Examples of Stretches for Runners
Stretches for runners is an essential part of a runner's routine to improve flexibility, prevent injuries, and enhance performance. Here are some stretches for runners that can benefit runners:
Quadriceps Stretch
Stand upright, grab your right ankle, and pull it toward your glutes. Hold for at least 20 seconds before switching legs. Maintain an upright posture and avoid arching your back.
Hamstring Stretch
Sit on the ground with one leg extended in front of you and the other bent with the sole of the foot against your inner thigh. Lean forward from your hips, reaching toward your toes. Hold for at least 20 seconds before switching legs.
IT Band Stretch
Stand with your feet shoulder-width apart. Cross your right leg over your left and lean to the right side, reaching your right arm over your head. Hold for 20-30 seconds, then switch sides.
Hip Flexor Stretch
Kneel on one knee and keep the other foot in front of you while keeping it pressed onto the ground. Push your hips forward while maintaining an upright posture. Hold for 20-30 seconds, then switch sides.
Glute Stretch
Lie on your back with both knees bent. Cross your right ankle over your left knee and pull your left thigh toward your chest. Hold for 20-30 seconds, then switch sides.
Upper Body Stretch
Stand tall with your feet shoulder-width apart. Interlace your fingers and extend your arms in front of you, palms facing away. Round your upper back, tuck your chin, and reach forward. Hold for 20-30 seconds.
Calf Stretch
Stand by facing a wall and keep one foot in front of the other. Next, keep your hands against the wall at shoulder-height. Lean forward, keeping your back leg straight and your heel on the ground. Hold for at least 20 seconds before switching legs.

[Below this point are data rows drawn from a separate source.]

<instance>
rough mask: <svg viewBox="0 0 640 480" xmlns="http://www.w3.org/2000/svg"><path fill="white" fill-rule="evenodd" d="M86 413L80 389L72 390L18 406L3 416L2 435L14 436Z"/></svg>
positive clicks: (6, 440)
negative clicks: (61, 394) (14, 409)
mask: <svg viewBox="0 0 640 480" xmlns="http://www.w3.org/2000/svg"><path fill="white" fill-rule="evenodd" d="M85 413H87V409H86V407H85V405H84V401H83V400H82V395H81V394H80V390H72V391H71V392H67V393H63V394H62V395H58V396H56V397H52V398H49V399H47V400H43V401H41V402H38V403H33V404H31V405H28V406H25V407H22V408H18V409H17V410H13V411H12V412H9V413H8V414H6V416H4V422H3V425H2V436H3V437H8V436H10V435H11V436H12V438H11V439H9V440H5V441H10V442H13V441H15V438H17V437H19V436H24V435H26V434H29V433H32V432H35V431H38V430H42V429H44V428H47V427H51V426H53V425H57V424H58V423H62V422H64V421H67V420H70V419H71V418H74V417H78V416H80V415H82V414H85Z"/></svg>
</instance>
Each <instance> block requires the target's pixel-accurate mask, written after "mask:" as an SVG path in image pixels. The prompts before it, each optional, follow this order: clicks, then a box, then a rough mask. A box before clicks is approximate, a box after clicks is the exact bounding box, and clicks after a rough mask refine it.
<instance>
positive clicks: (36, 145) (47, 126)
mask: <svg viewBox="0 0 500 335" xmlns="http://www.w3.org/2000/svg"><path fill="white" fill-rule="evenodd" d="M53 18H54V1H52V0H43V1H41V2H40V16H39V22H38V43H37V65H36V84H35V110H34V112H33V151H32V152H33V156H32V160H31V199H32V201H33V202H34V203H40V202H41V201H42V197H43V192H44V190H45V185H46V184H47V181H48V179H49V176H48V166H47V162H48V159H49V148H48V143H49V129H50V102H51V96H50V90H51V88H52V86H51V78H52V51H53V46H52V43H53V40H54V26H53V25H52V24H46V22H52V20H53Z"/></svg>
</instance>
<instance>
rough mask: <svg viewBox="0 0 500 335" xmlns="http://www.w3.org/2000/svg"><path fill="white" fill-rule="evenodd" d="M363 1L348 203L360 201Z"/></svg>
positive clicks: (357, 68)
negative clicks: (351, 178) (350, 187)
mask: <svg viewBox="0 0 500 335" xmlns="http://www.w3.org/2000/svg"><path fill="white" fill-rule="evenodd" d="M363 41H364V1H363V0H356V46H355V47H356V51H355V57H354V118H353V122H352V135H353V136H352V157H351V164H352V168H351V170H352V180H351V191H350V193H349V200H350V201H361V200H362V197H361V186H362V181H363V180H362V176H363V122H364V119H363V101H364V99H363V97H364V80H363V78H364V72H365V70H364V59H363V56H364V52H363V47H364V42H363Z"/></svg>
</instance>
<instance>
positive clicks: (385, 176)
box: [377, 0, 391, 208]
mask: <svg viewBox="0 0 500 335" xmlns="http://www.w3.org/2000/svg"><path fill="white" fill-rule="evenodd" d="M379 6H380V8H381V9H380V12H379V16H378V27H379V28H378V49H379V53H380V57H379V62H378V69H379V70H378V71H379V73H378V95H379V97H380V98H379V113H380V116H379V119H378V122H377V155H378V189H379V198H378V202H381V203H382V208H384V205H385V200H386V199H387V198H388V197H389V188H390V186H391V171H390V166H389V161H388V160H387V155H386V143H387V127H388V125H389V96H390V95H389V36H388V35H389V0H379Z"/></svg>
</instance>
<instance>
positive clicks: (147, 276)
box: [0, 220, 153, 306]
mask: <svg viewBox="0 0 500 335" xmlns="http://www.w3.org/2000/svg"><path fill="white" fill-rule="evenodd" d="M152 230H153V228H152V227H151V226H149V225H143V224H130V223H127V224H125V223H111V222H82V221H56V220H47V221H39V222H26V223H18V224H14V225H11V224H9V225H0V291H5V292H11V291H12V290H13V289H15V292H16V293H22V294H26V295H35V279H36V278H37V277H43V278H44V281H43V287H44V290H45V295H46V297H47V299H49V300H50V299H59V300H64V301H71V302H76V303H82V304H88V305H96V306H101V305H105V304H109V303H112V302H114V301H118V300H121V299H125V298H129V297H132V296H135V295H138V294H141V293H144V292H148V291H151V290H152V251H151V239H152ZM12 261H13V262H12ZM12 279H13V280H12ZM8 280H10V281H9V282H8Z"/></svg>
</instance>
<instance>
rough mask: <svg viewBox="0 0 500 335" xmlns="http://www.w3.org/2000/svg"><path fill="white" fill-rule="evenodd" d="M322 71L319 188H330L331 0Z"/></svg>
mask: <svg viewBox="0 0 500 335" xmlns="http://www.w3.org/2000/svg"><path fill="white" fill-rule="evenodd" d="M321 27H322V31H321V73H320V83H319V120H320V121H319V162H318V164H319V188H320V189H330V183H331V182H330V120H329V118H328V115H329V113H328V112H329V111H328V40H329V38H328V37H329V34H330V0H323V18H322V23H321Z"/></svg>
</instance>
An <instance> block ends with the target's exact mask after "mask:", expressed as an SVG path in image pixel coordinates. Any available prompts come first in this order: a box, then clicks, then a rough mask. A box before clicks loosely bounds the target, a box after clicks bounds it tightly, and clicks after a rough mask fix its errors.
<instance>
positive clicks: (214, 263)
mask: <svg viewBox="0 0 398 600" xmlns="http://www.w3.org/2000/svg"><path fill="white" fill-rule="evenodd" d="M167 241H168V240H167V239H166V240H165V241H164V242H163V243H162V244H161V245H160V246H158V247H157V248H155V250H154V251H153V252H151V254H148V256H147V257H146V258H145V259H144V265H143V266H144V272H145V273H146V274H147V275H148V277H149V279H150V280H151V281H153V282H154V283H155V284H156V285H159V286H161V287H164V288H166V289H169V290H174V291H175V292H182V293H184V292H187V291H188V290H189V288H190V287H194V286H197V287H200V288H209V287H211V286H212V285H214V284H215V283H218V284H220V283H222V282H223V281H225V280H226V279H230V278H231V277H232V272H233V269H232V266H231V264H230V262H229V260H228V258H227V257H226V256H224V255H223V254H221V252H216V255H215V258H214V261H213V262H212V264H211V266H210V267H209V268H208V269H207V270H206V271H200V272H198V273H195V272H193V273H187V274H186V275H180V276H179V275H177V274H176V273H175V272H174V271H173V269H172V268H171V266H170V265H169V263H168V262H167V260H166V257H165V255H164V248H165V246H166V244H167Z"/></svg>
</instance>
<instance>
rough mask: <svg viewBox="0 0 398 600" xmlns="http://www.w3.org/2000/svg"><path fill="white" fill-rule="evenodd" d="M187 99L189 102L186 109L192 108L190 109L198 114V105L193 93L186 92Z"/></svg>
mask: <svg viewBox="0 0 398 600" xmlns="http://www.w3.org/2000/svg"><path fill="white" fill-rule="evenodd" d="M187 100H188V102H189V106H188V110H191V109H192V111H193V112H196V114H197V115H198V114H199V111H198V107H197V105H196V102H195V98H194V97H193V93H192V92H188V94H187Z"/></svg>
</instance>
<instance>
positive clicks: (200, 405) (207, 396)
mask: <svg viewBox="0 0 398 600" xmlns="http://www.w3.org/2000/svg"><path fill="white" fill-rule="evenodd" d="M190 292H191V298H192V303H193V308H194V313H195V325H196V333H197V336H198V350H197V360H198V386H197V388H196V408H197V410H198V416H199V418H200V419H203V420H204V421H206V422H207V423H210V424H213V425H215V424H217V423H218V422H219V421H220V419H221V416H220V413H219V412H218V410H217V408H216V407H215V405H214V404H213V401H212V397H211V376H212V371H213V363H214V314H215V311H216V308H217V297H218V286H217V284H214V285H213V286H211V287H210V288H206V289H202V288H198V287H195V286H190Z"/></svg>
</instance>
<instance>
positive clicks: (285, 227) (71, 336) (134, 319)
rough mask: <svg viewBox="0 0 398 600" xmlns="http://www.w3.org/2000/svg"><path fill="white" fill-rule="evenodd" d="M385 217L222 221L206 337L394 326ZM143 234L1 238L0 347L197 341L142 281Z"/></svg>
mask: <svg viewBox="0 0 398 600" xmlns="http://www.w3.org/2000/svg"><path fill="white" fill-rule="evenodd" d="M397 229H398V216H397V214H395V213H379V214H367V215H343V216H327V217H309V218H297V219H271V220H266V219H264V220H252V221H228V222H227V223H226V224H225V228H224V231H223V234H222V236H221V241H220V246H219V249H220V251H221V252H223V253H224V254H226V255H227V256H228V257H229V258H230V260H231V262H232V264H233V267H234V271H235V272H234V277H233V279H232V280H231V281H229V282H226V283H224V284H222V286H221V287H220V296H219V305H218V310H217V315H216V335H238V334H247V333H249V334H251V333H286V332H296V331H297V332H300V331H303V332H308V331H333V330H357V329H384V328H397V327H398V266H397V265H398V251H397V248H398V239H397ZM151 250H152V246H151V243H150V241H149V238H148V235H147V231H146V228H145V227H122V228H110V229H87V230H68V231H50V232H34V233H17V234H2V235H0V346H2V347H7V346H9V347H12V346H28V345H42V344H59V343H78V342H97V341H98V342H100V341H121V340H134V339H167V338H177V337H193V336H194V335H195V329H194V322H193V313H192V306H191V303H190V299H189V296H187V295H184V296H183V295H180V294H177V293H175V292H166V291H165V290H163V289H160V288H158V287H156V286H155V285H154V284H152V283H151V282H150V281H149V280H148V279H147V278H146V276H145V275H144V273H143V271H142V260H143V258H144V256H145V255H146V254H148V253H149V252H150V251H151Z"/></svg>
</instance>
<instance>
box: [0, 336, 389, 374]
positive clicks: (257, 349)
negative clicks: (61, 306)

Examples of Calf Stretches for Runners
Calf stretches are particularly important stretches for runners as tight calf muscles can lead to discomfort and increase the risk of injuries like Achilles tendonitis. Here are a few calf stretches specifically designed for runners:
Wall Calf Stretch
Stand facing a wall, with your hands placed at shoulder height against the wall. Take a step back with your right leg, keeping it straight and the heel firmly on the ground. Lean forward, pressing your hips toward the wall, until you feel a stretch in your calf. Hold for 20-30 seconds and repeat with the other leg.
Calf Stretch on a Step
Stand on the edge of a step or curb, facing a wall or railing for support. Place the balls of your feet on the edge of the step, allowing your heels to hang off. Slowly lower your heels below the level of the step until you feel a stretch in your calves. Hold for 20-30 seconds, then raise your heels back up.
Seated Calf Stretch
Sit on the ground and keep your legs extended in front of you. Loop a resistance band or towel around the balls of your feet and hold the ends in your hands. Point your toes away from you, flexing your ankles, while gently pulling on the band or towel. Hold for 20-30 seconds and release.
Downward Dog Calf Stretch
Start in a push-up position, then lift your hips upward, forming an inverted "V" shape with your body. Press your heels towards the ground and aim to feel a stretch in your calves. Hold for 20-30 seconds while actively pushing through your hands.
Perform these stretches for runners after your runs or as a separate stretching session. Gradually increase the intensity of the stretch over time, but avoid pushing into pain. Consistency is key, so incorporate these stretches for runners into your regular running routine to maintain flexibility and prevent calf muscle tightness.